Improving efficiency

Another roadblock is around organization. When a company goes from one to multiple projects, they often lack the formal processes needed to support continued efficiency, particularly if they have grown fast. It is easy to lose control and spend resources on activities that are not going to fly from a business perspective. There is a huge difference between 20 people building something on which they are 100% focused, compared to 100+ people working on three different titles. Coordinating effort helps ensure people’s time available is being used efficiently.

In other industries, the answer to that challenge is application of good project management techniques, supported by project managers, or individuals with solid project management expertise. In game development, that responsibility is given to the producers, but the same principle applies. The challenge is that project management skills and experience are sometimes thin on the ground. In a creative environment where companies grow fast and are driven by passion, this is not surprising.

Solving the challenges

The answer? There is not a single one-size-fits-all solution. But based on working with games studios around the world, that have the challenges of multi-project development, here is what I’ve seen work.

A lot of it comes back to good Agile. Rather than formally following the methodology, it is vital to be Agile in spirit and maintain options as long as possible. I can see how the work coming out of Spotify inspires studios. They work with both autonomy and alignment.   The goal is to have a high degree of both, making sure that formalization of process does not go too far, but that it provides just enough control to bring the studio identity together.

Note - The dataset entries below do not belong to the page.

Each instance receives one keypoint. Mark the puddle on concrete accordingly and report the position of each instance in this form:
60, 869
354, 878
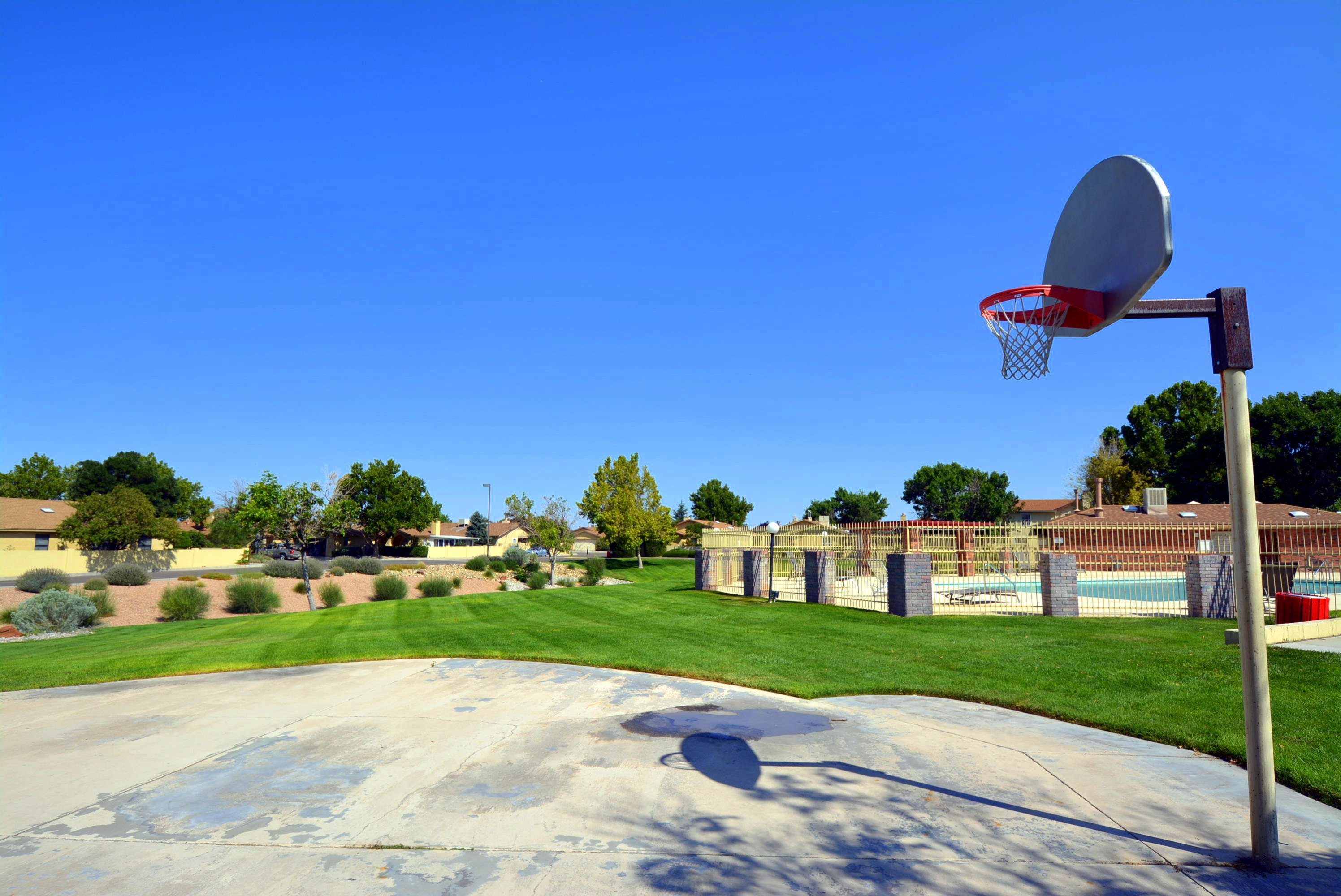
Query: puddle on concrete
749, 724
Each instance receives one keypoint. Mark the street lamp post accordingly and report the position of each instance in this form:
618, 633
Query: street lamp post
489, 518
773, 538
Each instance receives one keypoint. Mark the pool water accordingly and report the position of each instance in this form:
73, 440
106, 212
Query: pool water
1147, 589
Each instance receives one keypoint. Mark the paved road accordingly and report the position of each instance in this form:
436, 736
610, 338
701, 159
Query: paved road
494, 777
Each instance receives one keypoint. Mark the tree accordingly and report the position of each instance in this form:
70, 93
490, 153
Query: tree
849, 508
1177, 439
478, 528
1121, 485
114, 521
951, 491
623, 502
388, 500
159, 482
1297, 448
35, 477
519, 509
552, 529
298, 514
715, 502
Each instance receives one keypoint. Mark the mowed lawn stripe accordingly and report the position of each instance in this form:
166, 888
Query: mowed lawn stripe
1167, 681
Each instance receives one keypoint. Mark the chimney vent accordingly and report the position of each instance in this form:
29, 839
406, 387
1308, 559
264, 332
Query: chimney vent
1156, 502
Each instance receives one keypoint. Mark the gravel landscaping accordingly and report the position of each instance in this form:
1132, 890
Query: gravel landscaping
138, 604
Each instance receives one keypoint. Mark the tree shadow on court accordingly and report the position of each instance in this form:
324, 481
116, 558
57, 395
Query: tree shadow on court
871, 831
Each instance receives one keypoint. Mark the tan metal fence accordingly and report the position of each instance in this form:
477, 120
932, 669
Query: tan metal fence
1121, 569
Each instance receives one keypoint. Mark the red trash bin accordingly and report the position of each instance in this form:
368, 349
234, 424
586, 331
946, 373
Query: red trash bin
1301, 608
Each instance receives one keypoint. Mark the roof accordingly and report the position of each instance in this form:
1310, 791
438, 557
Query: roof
1206, 514
1044, 505
27, 514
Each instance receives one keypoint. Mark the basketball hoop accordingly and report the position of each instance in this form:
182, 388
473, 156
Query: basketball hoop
1026, 320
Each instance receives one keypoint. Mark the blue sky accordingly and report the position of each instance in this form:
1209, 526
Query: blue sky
748, 241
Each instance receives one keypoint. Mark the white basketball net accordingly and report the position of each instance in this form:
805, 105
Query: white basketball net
1025, 324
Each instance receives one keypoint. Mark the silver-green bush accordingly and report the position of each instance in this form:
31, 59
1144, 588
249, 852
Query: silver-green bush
39, 580
128, 574
53, 611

By continuously keeping that underlying conversation going, it becomes possible to have multiple projects on the go. Founders or owners feel that they do not have to let go of control. At the same time, each project can have a higher degree of creative freedom. If those leaders can see what the teams are doing, and if those teams feel they are being trusted, then that makes for a far better culture.

Balance

Also –– and going back to need to create a studio identity ––  it is important to maintain the balance between projects. One common struggle is between the company’s own game development, versus work-for-hire (unless of course we are talking about dedicated outsourcing companies). In particular, there are often certain skills that a studio is really good at that tend to become bottlenecks without a thorough analysis of how to load balance. 

For instance, a studio might be brilliant at sound design, but does not have enough capacity to use this fully on every project without sacrificing quality. To avoid cannibalizing one project for the sake of another, proper resource planning needs to be applied.  That will also help identify where it makes sense to collaborate with other studios. Perhaps it means bringing in extra sound designers for a project, or to acknowledge that while the studio is great at sound, it should rather bring in help in other areas to stay focused.

Technology tools

Technology tools are not a silver bullet, but they can help. For instance, within an Agile context, efficient backlog management can take away a lot of the manual effort and pain of understanding resource requirements.  Also, learning to build backlogs-of-backlogs, portfolio road maps, and other cross-project aspects of scaling up is something with which agile planning tools can help.

Multi-project development is an inevitability for most studios, even for those focused on a single title right now. It makes sense to plan for it from the get-go and create the right foundation. Otherwise you could end up hastily introduce one on-the-fly, in a hurry, when juggling several teams, games, and deadlines. Better project management has the potential to help set games studios free to grow. They can be more efficient, follow the original vision, and dreams to keep studio members inspired and sticking with the studio as it grows.